DUCHESSE – Voilà d'excellentes questions. (à l'Historien) Monsieur ?

HISTORIEN – C'est très simple. Si monsieur le Comte accepte de ne plus...

COMTE, interrompant – Hors de question. Je refuse d'entendre plus de billevesées. Sortez, monsieur, ou je ne réponds pas de mes actes !

Un temps. Le Comte et l'Historien se jaugent mutuellement du regard. L'Historien reporte son attention sur la Duchesse et l'Inquistrice.

HISTORIEN – L'Espadon de Bonaparte...

COMTE, interrompant – Assez !

Il saisit l'Historien par le bras, et l'entraîne en coulisses.

DUCHESSE – Fichtre. J'espère qu'ils ne vont pas en venir aux mains.

INQUISITRICE – Je ne serais pas surprise, ma chère. Mais je voulais vous parler d'autres choses plus plaisantes.

DUCHESSE – Je vous en prie.

INQUISITRICE – Votre époux, le duc, n'est-il pas mourant ?

DUCHESSE – Oh.

INQUISITRICE – Sans être brutale, je me dois de vous rappeler que s'il venait à mourir sans absolution...

DUCHESSE, interrompant – Il serait... Je le sais bien. Nous faisons le nécessaire, madame l'Inquisitrice.

INQUISITRICE – Fort bien. Je ne voulais pas vous offenser, madame, mais mon devoir est de mener les pauvres âmes à la rédemption.

DUCHESSE – Je...

Le Comte revient, seul, les habits en désordre.

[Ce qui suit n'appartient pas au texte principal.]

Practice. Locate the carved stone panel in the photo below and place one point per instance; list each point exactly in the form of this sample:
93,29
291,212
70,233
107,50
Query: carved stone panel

COMTE – Voilà pour lui ! Il n'y reviendra plus, avec ses espadons.

DUCHESSE – Quel dommage.

COMTE – Ne désespérez point, madame. Je suis certain que madame l'Inquisitrice pourra nous amuser avec une histoire ou deux.

INQUISITRICE – Avec joie.

Elle s'éclaircit la gorge. L'Historien revient, les habits déchirés.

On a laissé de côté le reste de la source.